Institute for Molecular Cardiovascular Research (IMCAR), University Hospital RWTH Aachen, Aachen, Germany.
Department of Biophysics, Center for Integrative Physiology and Molecular Medicine, Medical Faculty, Saarland University, Center for Human and Molecular Biology, Homburg/Saar, Germany.
Redox Biol. 2022 Oct;56:102459. doi: 10.1016/j.redox.2022.102459. Epub 2022 Aug 30.
Patients with chronic kidney disease (CKD) have an increased risk of cardiovascular events and exhibit myocardial changes including left ventricular (LV) hypertrophy and fibrosis, overall referred to as 'uremic cardiomyopathy'. Although different CKD animal models have been studied for cardiac effects, lack of consistent reporting on cardiac function and pathology complicates clear comparison of these models. Therefore, this study aimed at a systematic and comprehensive comparison of cardiac function and cardiac pathophysiological characteristics in eight different CKD models and mouse strains, with a main focus on adenine-induced CKD.
CKD of different severity and duration was induced by subtotal nephrectomy or adenine-rich diet in various strains (C57BL/6J, C57BL/6 N, hyperlipidemic C57BL/6J ApoE, 129/Sv), followed by the analysis of kidney function and morphology, blood pressure, cardiac function, cardiac hypertrophy, fibrosis, myocardial calcification and inflammation using functional, histological and molecular techniques, including cardiac gene expression profiling supplemented by oxidative stress analysis. Intriguingly, despite uremia of variable degree, neither cardiac dysfunction, hypertrophy nor interstitial fibrosis were observed. However, already moderate CKD altered cardiac oxidative stress responses and enhanced oxidative stress markers in each mouse strain, with cardiac RNA sequencing revealing activation of oxidative stress signaling as well as anti-inflammatory feedback responses.

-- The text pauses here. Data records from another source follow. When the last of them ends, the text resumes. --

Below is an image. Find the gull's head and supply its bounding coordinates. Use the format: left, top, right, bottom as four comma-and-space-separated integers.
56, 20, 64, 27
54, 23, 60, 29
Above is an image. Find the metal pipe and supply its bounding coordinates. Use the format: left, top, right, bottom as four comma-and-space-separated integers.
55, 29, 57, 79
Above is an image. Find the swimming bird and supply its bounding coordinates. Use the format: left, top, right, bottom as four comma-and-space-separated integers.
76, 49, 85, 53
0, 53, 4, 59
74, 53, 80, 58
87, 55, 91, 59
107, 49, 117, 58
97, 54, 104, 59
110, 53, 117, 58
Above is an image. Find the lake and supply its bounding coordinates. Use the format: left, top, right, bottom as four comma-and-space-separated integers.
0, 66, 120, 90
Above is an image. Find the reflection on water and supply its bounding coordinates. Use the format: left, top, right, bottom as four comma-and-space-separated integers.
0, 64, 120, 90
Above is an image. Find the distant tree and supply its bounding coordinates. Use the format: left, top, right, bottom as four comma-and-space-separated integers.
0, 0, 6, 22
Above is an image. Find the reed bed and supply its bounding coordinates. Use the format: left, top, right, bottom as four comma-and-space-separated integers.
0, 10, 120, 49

This study considerably expands the knowledge on strain- and protocol-specific differences in the field of cardiorenal research and reveals that several weeks of at least moderate experimental CKD increase oxidative stress responses in the heart in a broad spectrum of mouse models. However, this was insufficient to induce relevant systolic or diastolic dysfunction, suggesting that additional "hits" are required to induce uremic cardiomyopathy.

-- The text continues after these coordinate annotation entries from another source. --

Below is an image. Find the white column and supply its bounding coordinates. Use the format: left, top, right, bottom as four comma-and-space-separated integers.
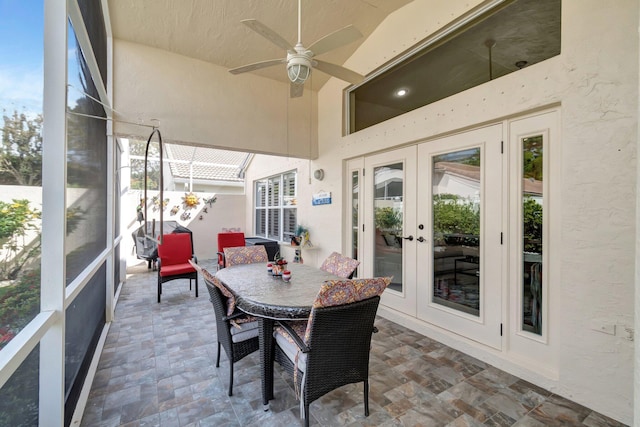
39, 0, 67, 426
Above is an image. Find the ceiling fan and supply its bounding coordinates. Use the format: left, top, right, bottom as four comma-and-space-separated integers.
229, 0, 364, 98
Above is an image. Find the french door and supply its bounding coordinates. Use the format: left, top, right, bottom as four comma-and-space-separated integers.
363, 146, 416, 316
416, 125, 504, 349
362, 125, 504, 348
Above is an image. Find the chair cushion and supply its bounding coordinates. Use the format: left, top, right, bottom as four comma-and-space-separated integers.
160, 263, 196, 277
224, 245, 269, 267
200, 268, 236, 316
304, 277, 391, 344
320, 252, 360, 278
273, 332, 307, 372
158, 233, 193, 268
273, 320, 307, 346
229, 320, 260, 342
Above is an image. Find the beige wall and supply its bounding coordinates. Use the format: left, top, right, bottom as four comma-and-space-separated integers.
113, 39, 317, 157
248, 0, 638, 423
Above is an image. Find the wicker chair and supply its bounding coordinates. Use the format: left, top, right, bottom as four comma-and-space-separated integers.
320, 252, 360, 279
274, 278, 390, 426
200, 269, 260, 396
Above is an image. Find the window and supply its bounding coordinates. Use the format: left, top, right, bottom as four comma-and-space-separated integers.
347, 0, 561, 133
254, 171, 298, 242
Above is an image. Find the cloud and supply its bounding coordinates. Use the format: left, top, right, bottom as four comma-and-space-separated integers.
0, 65, 43, 115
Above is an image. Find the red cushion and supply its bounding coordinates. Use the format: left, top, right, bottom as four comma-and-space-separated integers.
160, 264, 196, 277
158, 233, 193, 269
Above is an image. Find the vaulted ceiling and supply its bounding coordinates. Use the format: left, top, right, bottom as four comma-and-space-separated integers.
108, 0, 411, 90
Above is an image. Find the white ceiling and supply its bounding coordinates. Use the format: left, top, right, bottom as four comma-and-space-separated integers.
108, 0, 411, 90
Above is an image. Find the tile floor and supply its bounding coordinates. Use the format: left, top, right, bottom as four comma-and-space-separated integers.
81, 261, 623, 427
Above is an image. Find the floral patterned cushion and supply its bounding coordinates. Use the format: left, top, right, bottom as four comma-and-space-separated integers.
320, 252, 360, 279
300, 277, 391, 344
224, 245, 269, 267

Patients with chronic kidney disease (CKD) have an increased risk of cardiovascular adverse events and exhibit myocardial changes, overall referred to as 'uremic cardiomyopathy'. We revealed that CKD increases cardiac oxidative stress responses in the heart. Nonetheless, several weeks of at least moderate experimental CKD do not necessarily trigger cardiac dysfunction and remodeling, suggesting that additional "hits" are required to induce uremic cardiomyopathy in the clinical setting. Whether the altered cardiac oxidative stress balance in CKD may increase the risk and extent of cardiovascular damage upon additional cardiovascular risk factors and/or events will be addressed in future studies.
慢性肾脏病(CKD)患者发生心血管事件的风险增加,并表现出心肌变化,包括左心室(LV)肥大和纤维化,统称为“尿毒症性心肌病”。尽管已经研究了不同的 CKD 动物模型对心脏的影响,但由于缺乏对心脏功能和病理学的一致报告,使得这些模型的明确比较变得复杂。因此,本研究旨在对 8 种不同 CKD 模型和小鼠品系的心脏功能和心脏病理生理特征进行系统和全面的比较,主要关注腺嘌呤诱导的 CKD。
通过半肾切除术或富含腺嘌呤的饮食在不同品系(C57BL/6J、C57BL/6N、高脂血症 C57BL/6J ApoE、129/Sv)中诱导不同严重程度和持续时间的 CKD,然后使用功能、组织学和分子技术分析肾功能和形态、血压、心脏功能、心脏肥大、纤维化、心肌钙化和炎症,包括心脏基因表达谱分析和氧化应激分析。有趣的是,尽管存在不同程度的尿毒症,但未观察到心脏功能障碍、肥大或间质纤维化。然而,即使是中度 CKD 也改变了心脏的氧化应激反应,并增强了每种小鼠品系的氧化应激标志物,心脏 RNA 测序显示氧化应激信号的激活以及抗炎反馈反应。
本研究大大扩展了心脏肾研究领域中品系和方案特异性差异的知识,并揭示了至少数周的中度实验性 CKD 在广泛的小鼠模型中增加了心脏的氧化应激反应。然而,这不足以引起相关的收缩或舒张功能障碍,这表明需要额外的“打击”来诱导尿毒症性心肌病。
慢性肾脏病(CKD)患者发生心血管不良事件的风险增加,并表现出心肌变化,统称为“尿毒症性心肌病”。我们发现 CKD 增加了心脏的氧化应激反应。尽管如此,至少数周的中度实验性 CKD 不一定会引发心脏功能障碍和重塑,这表明在临床环境中需要额外的“打击”来诱导尿毒症性心肌病。在未来的研究中,将探讨 CKD 中改变的心脏氧化应激平衡是否会增加额外的心血管危险因素和/或事件对心血管损伤的风险和程度。